Анталиша на секунду растерялась, но тут же справилась с собой. Молодости и в наше время свойственно думать, что вопросы, её волнующие, должны так же сильно беспокоить и всех остальных, и можно даже не озвучивать их вслух, так как всё должно быть понятно и без лишних слов.

— Ну как же!.. — горячо воскликнула Анталиша. — Одни виды животных до сих пор поедают другие виды, а люди всё ещё не решили, правильно ли это. Если это происходит, значит, имеются серьёзные причины? Проект разрешит нам этот вопрос?

— Видишь ли, Анталиша, — протянула Лингамена и на миг задумалась, отведя глаза в сторону. — Со временем проект должен ответить практически на все вопросы человечества, иначе и затевать его не стоит, но…

— Но я думаю, — подхватил Адиль Мет, извиняющимся взором глядя на перебитого им докладчика, — что вот это как раз по силам решить Институту Земли совместно с Советом. Правда, нужно учитывать, что подобные решения могут иметь столь далеко идущие последствия, что доступными методами их и рассчитать пока нет никакой возможности.

— Я вас поняла, Адиль, спасибо, — с благодарностью откликнулась девушка. — Что ж, будем ждать, когда этими проблемами займётся Институт Земли. Если что — я в вашем полном распоряжении, готова работать круглые сутки!

— Конечно, Анталиша, — сказал советник Аргоний. — Ну что же, если ни у кого больше нечего добавить, можно считать наш Совет…

— Постойте! — вскочила опять бойкая работница Пояса Животных. — У меня появилась одна мысль. Давайте сейчас создадим бумагу — в точности такую же по составу, какой пользовались люди начала третьего тысячелетия. На ней мы вкратце опишем запускаемый проект и надежды человечества. И пусть каждый присутствующий в Зале приложит свою ладонь к этому листу в знак согласия с написанным. Мы сделаем это «на глазах» у кристалловизоров, — торжественно проговорила Анталиша, воздев руки вверх. — Дабы память о нашем проекте не изгладилась даже тогда, когда сама бумага эта истлеет от беспощадных укусов времени, или сам мир полностью преобразится на пути к новому циклу. Пусть потомки знают, что наши надежды на успех невелики, но мы верим в будущее подобно тому, как верили первые люди, поднимавшиеся в воздух на деревянных крыльях…

Собрание поддержало мысль восторженного попечителя фауны. Лингамена с советниками создали лист бумаги и нанесли на него основные идеи проекта. Поставив дату и подписи, бумагу стали передавать по рядам до тех пор, пока каждый желающий не прикоснулся к ней ладонью. Так завершился этот Совет Земли, который остался в людской памяти как Совет, на котором было принято решение запустить небывалого размаха проект, хотя бы даже это и стоило человечеству ощутимых временных и энергетических затрат. Настало время сдёрнуть покрывало, хранящее загадку самой важной тайны мироздания!

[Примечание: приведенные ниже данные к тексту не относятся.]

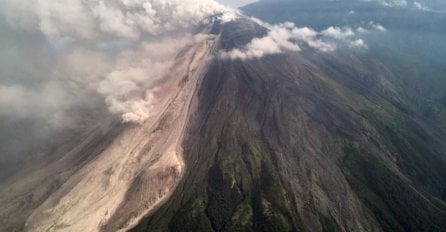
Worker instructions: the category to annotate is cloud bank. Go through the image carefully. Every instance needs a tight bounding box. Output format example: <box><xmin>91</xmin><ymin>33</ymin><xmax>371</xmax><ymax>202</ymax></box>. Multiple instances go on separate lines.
<box><xmin>0</xmin><ymin>0</ymin><xmax>235</xmax><ymax>124</ymax></box>
<box><xmin>220</xmin><ymin>19</ymin><xmax>386</xmax><ymax>60</ymax></box>
<box><xmin>363</xmin><ymin>0</ymin><xmax>408</xmax><ymax>8</ymax></box>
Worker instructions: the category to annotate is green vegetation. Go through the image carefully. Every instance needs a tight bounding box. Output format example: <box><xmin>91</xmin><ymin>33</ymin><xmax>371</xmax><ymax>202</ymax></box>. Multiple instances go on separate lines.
<box><xmin>338</xmin><ymin>140</ymin><xmax>446</xmax><ymax>231</ymax></box>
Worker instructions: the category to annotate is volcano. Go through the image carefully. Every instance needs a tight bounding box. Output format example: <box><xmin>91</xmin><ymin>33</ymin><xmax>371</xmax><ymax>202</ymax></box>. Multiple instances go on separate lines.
<box><xmin>0</xmin><ymin>5</ymin><xmax>446</xmax><ymax>231</ymax></box>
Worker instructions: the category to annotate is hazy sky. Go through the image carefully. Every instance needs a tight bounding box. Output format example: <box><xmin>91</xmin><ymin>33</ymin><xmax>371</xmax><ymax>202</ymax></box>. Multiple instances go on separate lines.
<box><xmin>217</xmin><ymin>0</ymin><xmax>257</xmax><ymax>7</ymax></box>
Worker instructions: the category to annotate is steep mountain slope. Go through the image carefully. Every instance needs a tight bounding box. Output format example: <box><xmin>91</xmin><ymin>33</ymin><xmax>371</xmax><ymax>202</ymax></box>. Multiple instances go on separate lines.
<box><xmin>132</xmin><ymin>17</ymin><xmax>446</xmax><ymax>231</ymax></box>
<box><xmin>0</xmin><ymin>35</ymin><xmax>213</xmax><ymax>231</ymax></box>
<box><xmin>0</xmin><ymin>6</ymin><xmax>446</xmax><ymax>231</ymax></box>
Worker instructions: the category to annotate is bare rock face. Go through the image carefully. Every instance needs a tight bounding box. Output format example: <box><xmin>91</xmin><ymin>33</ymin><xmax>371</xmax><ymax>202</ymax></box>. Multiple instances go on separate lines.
<box><xmin>131</xmin><ymin>18</ymin><xmax>446</xmax><ymax>231</ymax></box>
<box><xmin>0</xmin><ymin>32</ymin><xmax>214</xmax><ymax>231</ymax></box>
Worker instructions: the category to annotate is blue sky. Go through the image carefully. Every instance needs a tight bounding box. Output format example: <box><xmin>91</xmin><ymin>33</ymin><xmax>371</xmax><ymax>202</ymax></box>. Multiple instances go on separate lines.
<box><xmin>217</xmin><ymin>0</ymin><xmax>256</xmax><ymax>7</ymax></box>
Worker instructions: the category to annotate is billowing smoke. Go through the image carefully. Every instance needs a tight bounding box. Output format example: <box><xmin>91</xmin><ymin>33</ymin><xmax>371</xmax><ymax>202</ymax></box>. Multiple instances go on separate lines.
<box><xmin>0</xmin><ymin>0</ymin><xmax>235</xmax><ymax>176</ymax></box>
<box><xmin>0</xmin><ymin>0</ymin><xmax>229</xmax><ymax>125</ymax></box>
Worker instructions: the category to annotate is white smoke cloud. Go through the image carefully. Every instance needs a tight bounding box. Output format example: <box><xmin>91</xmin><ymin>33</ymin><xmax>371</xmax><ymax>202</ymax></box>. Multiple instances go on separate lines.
<box><xmin>220</xmin><ymin>19</ymin><xmax>374</xmax><ymax>60</ymax></box>
<box><xmin>1</xmin><ymin>0</ymin><xmax>229</xmax><ymax>39</ymax></box>
<box><xmin>363</xmin><ymin>0</ymin><xmax>408</xmax><ymax>8</ymax></box>
<box><xmin>0</xmin><ymin>0</ymin><xmax>237</xmax><ymax>123</ymax></box>
<box><xmin>98</xmin><ymin>35</ymin><xmax>204</xmax><ymax>123</ymax></box>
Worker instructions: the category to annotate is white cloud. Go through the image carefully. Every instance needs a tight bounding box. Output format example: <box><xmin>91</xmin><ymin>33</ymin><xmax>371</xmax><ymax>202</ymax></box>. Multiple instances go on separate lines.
<box><xmin>413</xmin><ymin>2</ymin><xmax>431</xmax><ymax>11</ymax></box>
<box><xmin>369</xmin><ymin>21</ymin><xmax>387</xmax><ymax>32</ymax></box>
<box><xmin>0</xmin><ymin>0</ymin><xmax>237</xmax><ymax>122</ymax></box>
<box><xmin>321</xmin><ymin>27</ymin><xmax>355</xmax><ymax>40</ymax></box>
<box><xmin>220</xmin><ymin>19</ymin><xmax>376</xmax><ymax>60</ymax></box>
<box><xmin>363</xmin><ymin>0</ymin><xmax>408</xmax><ymax>8</ymax></box>
<box><xmin>0</xmin><ymin>0</ymin><xmax>230</xmax><ymax>39</ymax></box>
<box><xmin>349</xmin><ymin>39</ymin><xmax>367</xmax><ymax>48</ymax></box>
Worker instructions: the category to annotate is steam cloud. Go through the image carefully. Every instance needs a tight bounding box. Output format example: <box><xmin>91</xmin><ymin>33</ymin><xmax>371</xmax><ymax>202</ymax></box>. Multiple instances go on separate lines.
<box><xmin>0</xmin><ymin>0</ymin><xmax>232</xmax><ymax>124</ymax></box>
<box><xmin>220</xmin><ymin>19</ymin><xmax>386</xmax><ymax>60</ymax></box>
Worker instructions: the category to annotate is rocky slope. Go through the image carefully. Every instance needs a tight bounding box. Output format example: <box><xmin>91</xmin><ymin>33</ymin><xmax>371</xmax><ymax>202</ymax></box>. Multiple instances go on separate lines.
<box><xmin>132</xmin><ymin>18</ymin><xmax>446</xmax><ymax>231</ymax></box>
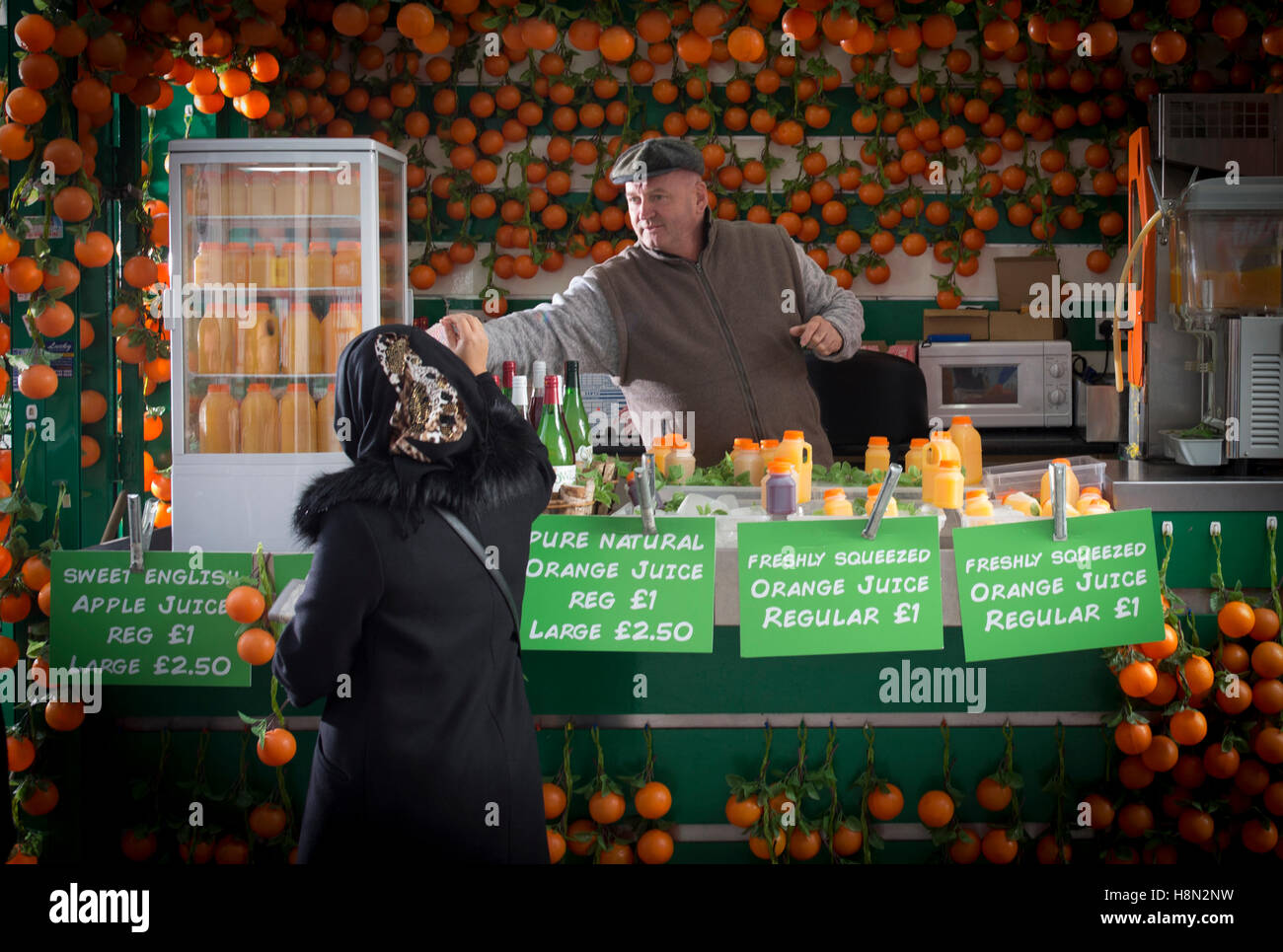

Икиппсовцы собрались в кружок и обнялись за плечи. Что ж, это была победа, в которой, впрочем, никто из сотрудников нашего института и не сомневался. Ведь человечеству давно пора искать место для новых шагов вперёд. А нам, зачинателям большого проекта, теперь предстояли месяцы и месяцы подготовки. Не все, впрочем, сияли радостными улыбками в тот вечер. Кое-кто из нас с горечью осознал, что не увидит результатов работы проекта в текущей жизни и потому решился на отчаянный шаг. Но об этом наш следующий рассказ.